Não tarda muito e ele próprio estava nos corredores da política. Em 2008 acaba eleito deputado estadual pelo partido democrata, ocupando a cadeira durante 4 anos na Assembleia Legislativa de Rhode Island. Ainda tenta a sorte como senador estadual, mas perde com a diferença de apenas 60 votos…

❝POR VeZES TEMOS DE TOMAR DECISÕES IMPOPULARES, MAS É PARA ISSO QUE SOMOS ELEITOS❞

Roberto da Silva, ‘mayor’ de East Providence, RI

Afastado da política, junta-se ao desporto comunitário e começa uma academia para jovens interessados em futebol, que depressa se torna numa das maiores do estado.

Como presidente da câmara, Roberto da Silva é um CEO à frente de uma máquina burocrática com mais de 400 pessoas. “Por vezes temos de tomar decisões impopulares, mas é para isso que somos eleitos”, refere. “Quando a COVID começou, por exemplo, passei uma directiva municipal que obrigava todos os moradores a usar máscara em público – antes mesmo da mesma ordem ter sido dada pela governadora. Fi-lo por uma questão de saúde pública e por saber que era importante para os nossos moradores, mas não agradou a toda a gente. São medidas pouco populares mas necessárias”.

O ‘mayor’ português assumiu o cargo em plena pandemia. “Foi uma situação muito trágica, ninguém sabia como reagir. Tínhamos as famílias a pedir auxílio em relação ao que fazer, mas mesmo as autoridades ainda não tinham respostas para muitas das questões que o novo coronavírus levantava. Foi um processo de aprendizagem para todos nós”.

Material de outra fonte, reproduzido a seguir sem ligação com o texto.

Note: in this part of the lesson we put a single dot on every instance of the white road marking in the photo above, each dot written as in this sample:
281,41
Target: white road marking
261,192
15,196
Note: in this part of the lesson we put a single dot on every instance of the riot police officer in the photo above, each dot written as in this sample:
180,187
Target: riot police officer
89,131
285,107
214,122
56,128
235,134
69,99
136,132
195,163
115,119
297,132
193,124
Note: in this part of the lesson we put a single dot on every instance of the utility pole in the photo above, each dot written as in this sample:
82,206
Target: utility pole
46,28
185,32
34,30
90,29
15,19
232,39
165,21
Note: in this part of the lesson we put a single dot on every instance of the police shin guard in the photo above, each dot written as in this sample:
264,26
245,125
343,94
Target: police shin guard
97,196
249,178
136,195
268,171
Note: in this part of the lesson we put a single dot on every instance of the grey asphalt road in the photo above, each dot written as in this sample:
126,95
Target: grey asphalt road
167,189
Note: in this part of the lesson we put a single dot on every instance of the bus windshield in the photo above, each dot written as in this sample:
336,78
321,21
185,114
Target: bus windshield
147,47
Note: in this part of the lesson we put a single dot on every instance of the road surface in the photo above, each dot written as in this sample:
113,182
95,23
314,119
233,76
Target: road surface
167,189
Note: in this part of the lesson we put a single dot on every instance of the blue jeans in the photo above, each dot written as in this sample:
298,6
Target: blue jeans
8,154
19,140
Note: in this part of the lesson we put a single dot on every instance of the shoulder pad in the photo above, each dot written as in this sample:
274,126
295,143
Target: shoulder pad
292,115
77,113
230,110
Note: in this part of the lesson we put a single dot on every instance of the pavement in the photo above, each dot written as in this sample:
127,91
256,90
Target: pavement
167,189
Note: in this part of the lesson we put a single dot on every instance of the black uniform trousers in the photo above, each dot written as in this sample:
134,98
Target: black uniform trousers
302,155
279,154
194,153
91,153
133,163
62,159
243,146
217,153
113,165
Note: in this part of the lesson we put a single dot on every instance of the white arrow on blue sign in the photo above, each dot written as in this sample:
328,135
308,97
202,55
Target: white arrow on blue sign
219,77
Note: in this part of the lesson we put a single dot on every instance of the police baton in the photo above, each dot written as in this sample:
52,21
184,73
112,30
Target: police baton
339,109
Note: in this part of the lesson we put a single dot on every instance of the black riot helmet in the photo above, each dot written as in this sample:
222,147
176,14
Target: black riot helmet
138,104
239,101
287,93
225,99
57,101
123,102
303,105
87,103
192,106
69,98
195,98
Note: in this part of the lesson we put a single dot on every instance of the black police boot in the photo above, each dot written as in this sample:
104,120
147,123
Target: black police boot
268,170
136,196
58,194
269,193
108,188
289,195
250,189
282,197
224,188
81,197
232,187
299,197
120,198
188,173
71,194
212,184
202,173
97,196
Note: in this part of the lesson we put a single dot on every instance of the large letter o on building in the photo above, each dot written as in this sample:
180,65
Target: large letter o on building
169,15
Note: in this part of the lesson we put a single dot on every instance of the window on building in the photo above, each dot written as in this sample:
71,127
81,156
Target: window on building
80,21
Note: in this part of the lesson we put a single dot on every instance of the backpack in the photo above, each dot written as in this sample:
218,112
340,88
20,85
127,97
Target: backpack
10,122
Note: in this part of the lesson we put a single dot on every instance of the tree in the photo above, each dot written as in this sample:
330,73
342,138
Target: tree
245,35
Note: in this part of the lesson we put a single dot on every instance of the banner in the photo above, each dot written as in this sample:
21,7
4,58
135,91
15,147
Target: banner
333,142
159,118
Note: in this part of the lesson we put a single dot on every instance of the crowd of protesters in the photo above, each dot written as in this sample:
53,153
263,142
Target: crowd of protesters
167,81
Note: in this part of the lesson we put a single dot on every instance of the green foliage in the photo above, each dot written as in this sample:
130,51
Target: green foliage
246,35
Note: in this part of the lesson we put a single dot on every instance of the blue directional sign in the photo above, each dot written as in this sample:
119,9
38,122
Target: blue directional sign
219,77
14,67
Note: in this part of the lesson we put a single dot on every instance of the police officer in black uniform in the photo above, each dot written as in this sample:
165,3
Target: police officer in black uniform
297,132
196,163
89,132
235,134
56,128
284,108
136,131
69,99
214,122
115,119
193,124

❝APRENDI COM OS MEUS PAIS A SER UMA PESSOA DE PALAVRA. SEMPRE❞

Roberto da Silva, ‘mayor’ de East Providence, RI

Silva, que mantém uma relação de proximidade tanto com a governadora do estado como com os representantes locais no Congresso (“fundamental para garantir o desenvolvimento económico da região”), diz que estava ciente das obrigações que o cargo exigia, “mas nunca imaginei que me ocupasse 24 horas do dia. Quero estar acessível a toda a gente e sempre que isso me seja possível – de potenciais investidores a simples residentes”.

Diz confrontar-se muitas vezes com o difícil dilema de ter de “encontrar um equilíbrio entre as muitas prioridades públicas, sendo obrigado a optar por uma em detrimento de outra”.

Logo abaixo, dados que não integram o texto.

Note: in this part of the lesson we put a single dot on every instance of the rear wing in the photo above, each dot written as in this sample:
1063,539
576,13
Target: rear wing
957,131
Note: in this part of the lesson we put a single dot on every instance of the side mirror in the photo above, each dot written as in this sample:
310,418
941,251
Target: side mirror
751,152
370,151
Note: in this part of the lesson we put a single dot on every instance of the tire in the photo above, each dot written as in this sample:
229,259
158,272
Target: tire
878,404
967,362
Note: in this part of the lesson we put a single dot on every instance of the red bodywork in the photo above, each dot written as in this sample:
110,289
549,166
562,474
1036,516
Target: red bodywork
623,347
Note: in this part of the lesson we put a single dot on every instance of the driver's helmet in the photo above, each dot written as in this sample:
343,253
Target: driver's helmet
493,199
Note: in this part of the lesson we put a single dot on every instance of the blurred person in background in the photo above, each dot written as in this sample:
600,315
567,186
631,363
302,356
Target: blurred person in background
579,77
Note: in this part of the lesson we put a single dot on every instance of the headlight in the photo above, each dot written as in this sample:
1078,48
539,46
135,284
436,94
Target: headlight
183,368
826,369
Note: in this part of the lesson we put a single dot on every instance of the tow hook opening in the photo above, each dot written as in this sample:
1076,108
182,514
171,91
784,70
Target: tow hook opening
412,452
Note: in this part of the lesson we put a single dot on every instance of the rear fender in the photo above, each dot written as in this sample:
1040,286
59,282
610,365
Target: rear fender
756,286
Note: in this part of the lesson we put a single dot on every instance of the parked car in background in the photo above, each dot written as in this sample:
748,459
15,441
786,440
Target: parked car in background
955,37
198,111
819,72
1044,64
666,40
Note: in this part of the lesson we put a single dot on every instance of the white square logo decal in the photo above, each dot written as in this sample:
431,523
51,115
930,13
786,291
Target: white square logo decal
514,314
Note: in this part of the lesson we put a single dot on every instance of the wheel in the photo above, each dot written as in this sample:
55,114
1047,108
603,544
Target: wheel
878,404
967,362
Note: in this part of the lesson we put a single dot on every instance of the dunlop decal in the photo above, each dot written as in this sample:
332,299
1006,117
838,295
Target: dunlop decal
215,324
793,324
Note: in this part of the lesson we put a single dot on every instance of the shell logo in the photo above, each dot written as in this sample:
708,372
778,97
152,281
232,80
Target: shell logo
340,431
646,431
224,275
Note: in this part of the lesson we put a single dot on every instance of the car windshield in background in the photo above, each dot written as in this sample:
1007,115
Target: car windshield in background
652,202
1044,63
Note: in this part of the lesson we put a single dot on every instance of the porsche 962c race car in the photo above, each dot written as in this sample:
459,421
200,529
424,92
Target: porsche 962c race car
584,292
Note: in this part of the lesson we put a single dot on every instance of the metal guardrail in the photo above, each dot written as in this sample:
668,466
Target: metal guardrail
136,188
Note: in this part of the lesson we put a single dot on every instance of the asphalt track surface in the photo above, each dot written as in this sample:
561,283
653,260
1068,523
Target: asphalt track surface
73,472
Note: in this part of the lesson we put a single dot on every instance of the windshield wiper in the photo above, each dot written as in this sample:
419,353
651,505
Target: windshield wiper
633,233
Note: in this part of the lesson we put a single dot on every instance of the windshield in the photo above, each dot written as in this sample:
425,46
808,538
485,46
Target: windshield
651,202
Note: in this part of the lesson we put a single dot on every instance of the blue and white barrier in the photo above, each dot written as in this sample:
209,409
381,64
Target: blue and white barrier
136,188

Roberto da Silva diz dever aos pais muitos dos valores morais por que se rege. “Olho para eles com imensa admiração”, afirma. “Deixaram tudo o que tinham e sabiam para vir para um lugar que desconheciam, do outro lado do oceano, e ainda assim me inculcaram a ideia de que nos devemos respeitar uns aos outros, de que o trabalho árduo vale a pena e que a dicotomia família e Deus é o caminho. Tudo isto moldou a minha personalidade”.

Como filho mais velho, soube sempre falar português e serviu de muleta para os pais “quando era necessário tratar de algum assunto mais sério a nível governamental. E eu servia de intérprete, tinha 14, 15 anos. Saber que os meus pais necessitavam da minha ajuda, fez-me amadurecer depressa e aprender a noção de responsabilidade”.

Deles, provém ainda um dos valores hoje muito em falta na classe política: “Ser uma pessoa de palavra. Sempre”.